Eines ist klar: Wir benötigen die Gleichstellungsbeauftragten auf kommunaler Ebene weiterhin, egal, ob diese Stelle ein Mann oder eine Frau innehat. Die Gleichstel

lungsbeauftragten werden sich genau diesem Thema annehmen müssen, auf kommunaler Ebene und parteiunabhängig.

Ein Tipp von mir, Herr Spangenberg: Suchen Sie das Gespräch mit den Beauftragten.

(Enrico Stange, DIE LINKE: Die werden sich bedanken!)

Gestatten Sie mir noch kurz eine Bemerkung zu Ihrem Wort „Quotenfrau“. Eines steht fest: Ich bin keine politische Quotenfrau; denn ich stehe hier, weil ich ein Direktmandat habe. Aber auch eine Frau, die in der Wirtschaft den Weg nach oben über eine Quote geschafft hat, muss dafür hart arbeiten und wird es auch in Zukunft tun müssen.

Für meine Fraktion gibt es trotzdem keinen Grund, Ihrem Antrag zuzustimmen, und wir lehnen ihn daher ab.

(Beifall bei der CDU, der SPD und den GRÜNEN)

Die Linksfraktion; Frau Abg. Buddeberg, bitte.

Sehr geehrte Frau Präsidentin! Meine Damen und Herren! Hurra! Das Jahr 2015 wird in die Geschichte eingehen. Nach Jahrzehnten des Kampfes der gesellschaftlichen Auseinandersetzung, der kleinen Fortschritte und herben Rückschläge ist es endlich so weit: Die Gleichstellung von Frauen und Männern ist erreicht. Hätten doch Vorkämpferinnen wie Clara Zetkin, Simone de Beauvoir und Emma Goldman das noch erleben dürfen!

(Zuruf von der CDU: Um Gottes willen!)

Nun ist es uns und allen Frauen vergönnt, in einer Gesellschaft zu leben, die frei von Diskriminierung aufgrund des Geschlechts ist. Frauen erfahren nun endlich keine Nachteile mehr im Berufsleben. Sie können ihr Potenzial frei und selbstbestimmt zur Entfaltung bringen. Sie haben teil an allen Bereichen des gesellschaftlichen Lebens und natürlich sind sie auch gleichberechtigt in den Parlamenten vertreten. Eine Utopie ist Wirklichkeit geworden.
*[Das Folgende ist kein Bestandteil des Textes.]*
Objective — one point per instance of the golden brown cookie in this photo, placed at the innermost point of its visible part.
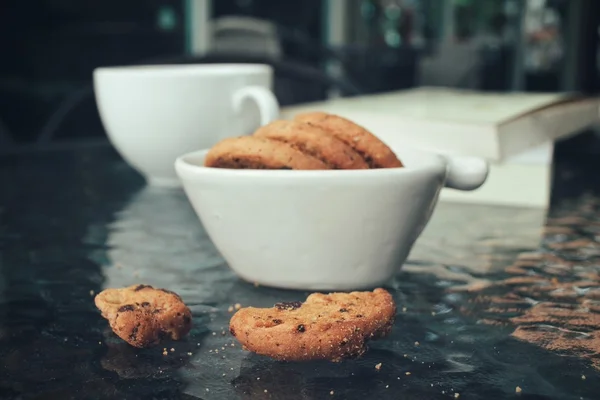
(314, 141)
(376, 153)
(251, 152)
(143, 316)
(325, 327)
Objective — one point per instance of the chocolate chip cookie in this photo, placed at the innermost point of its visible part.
(376, 153)
(253, 152)
(144, 316)
(331, 327)
(314, 141)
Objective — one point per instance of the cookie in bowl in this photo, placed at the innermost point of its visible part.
(315, 141)
(376, 153)
(326, 223)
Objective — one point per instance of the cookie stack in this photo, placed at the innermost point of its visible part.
(312, 141)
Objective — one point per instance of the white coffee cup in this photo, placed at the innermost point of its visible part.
(153, 114)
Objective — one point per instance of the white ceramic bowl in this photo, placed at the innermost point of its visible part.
(322, 230)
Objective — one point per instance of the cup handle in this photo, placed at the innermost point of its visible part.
(266, 101)
(465, 173)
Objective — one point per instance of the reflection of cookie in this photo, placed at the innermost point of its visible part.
(324, 327)
(376, 153)
(143, 316)
(250, 152)
(314, 141)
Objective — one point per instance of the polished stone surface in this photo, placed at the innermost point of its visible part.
(492, 299)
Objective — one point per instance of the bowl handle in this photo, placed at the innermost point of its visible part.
(465, 173)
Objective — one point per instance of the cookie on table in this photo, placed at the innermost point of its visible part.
(144, 316)
(330, 327)
(314, 141)
(251, 152)
(376, 153)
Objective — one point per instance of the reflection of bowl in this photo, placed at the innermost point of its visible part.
(321, 230)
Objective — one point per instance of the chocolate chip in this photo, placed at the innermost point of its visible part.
(170, 292)
(289, 306)
(133, 335)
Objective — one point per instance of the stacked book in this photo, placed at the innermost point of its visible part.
(515, 132)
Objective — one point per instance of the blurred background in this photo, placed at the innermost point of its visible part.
(318, 48)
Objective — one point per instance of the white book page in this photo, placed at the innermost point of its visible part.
(461, 106)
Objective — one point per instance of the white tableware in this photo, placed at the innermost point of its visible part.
(322, 230)
(153, 114)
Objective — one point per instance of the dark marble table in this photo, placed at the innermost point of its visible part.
(492, 302)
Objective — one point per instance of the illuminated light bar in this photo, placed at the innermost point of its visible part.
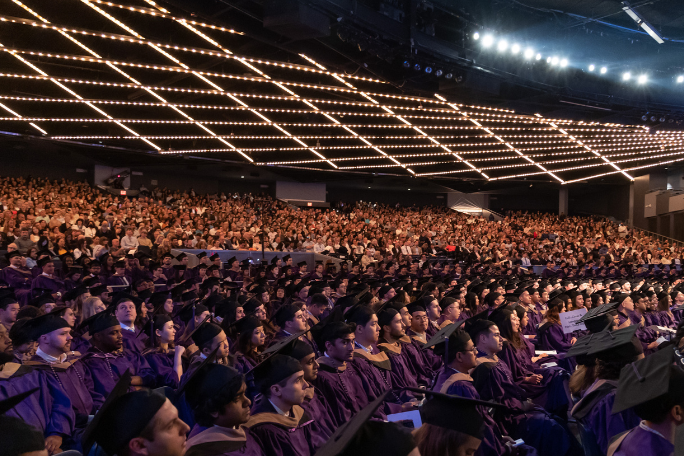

So steht es im AfD-Antrag, mit dem wir uns heute beschäftigen – Pardon! –, beschäftigen müssen. Die Gleichstellung ist vollzogen. Ich als gleichstellungspolitische Sprecherin meiner Fraktion kann mich getrost einem anderen Thema zuwenden. Sie, Frau Köpping, können sich ganz der Integration widmen, und die Gleichstellungsbeauftragten der Kommunen, ja, die können wir uns im wahrsten Sinne des Wortes sparen.

(Dr. Stefan Dreher, AfD: Genau!)

Wenn das kein Grund zum Feiern ist!

Traum beiseite; denn mit Blick auf die Realität lassen sich dafür nur zweieinhalb Worte finden: Schön wär‘s. Wenn ich mir die Begründung Ihres Antrages durchlese, kann ich mich selbst nur fragen: Habe ich was verpasst?

Die Gleichstellung von Frauen und Männern im Berufsalltag ist vollzogen. Vielleicht sind Sie es aber auch, meine Damen und Herren von der AfD-Fraktion, die etwas verpasst haben? Zum Beispiel den Equal Pay Day, der seit Jahren auf einen Tag Ende März fällt. Dieses Jahr war es der 20. März.

(Dr. Stefan Dreher, AfD: Können Sie auch deutsch?)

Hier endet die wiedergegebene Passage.